Suggestion #7 – Seek Out Turbo-Dice

Turbo-Dice is not a new video game or even a brand-name of dice.  Rather it is a term used to describe gaming-houses that move the dice as quickly as possible, thereby generating as many rolls per hour as achievable.  

Casino-operators have long known that more decisions/hour translates into a higher house-win/hour.  The cheaper the table-minimum and the more of a grind-joint the casino is, the better your chances of finding a fast moving Turbo-Dice game. 

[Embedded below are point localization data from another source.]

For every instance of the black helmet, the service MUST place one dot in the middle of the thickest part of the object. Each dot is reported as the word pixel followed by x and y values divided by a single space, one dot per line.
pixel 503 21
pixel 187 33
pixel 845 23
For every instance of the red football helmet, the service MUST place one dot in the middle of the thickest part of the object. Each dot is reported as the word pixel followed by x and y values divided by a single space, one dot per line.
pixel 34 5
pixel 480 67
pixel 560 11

By way of comparison, Caesars Palace will average about 70-90 rolls per hour, while a grind-joint like Barbary Coast will try to stay in the 150-to-180 roll/hour range.

With that in mind, here’s a very short list of some of the fastest games in town: 

Barbary Coast (see Cheap Craps Guide Part V for a full report)
Orleans Hotel (see
Cheap Craps Guide Part II)
O’Shea’s Casino
(see upcoming “Cheap Craps Guide–Part VI”)
Boardwalk Casino-Hotel (see my Mad Professor's Mini Tub Tour - Part III for a full report)
Westward Ho (see Cheap Craps Guide Part I for a report)
Slots’ o’ Fun (see Cheap Craps Guide Part II)
Jerry’s Nugget (see Cheap Craps Guide Part I )
Silverton (
see Cheap Craps Guide Part III )

If you are comfortable with a fast moving game, then these above-noted casinos are where you are most likely to find Turbo-Dice.

In “Part Two” of this series, we’ll look at another dozen or so suggestions to multiply the number of times you get a shot at the title.  Until then,

Good Luck & Good Skill at the Practice Table…and in Life.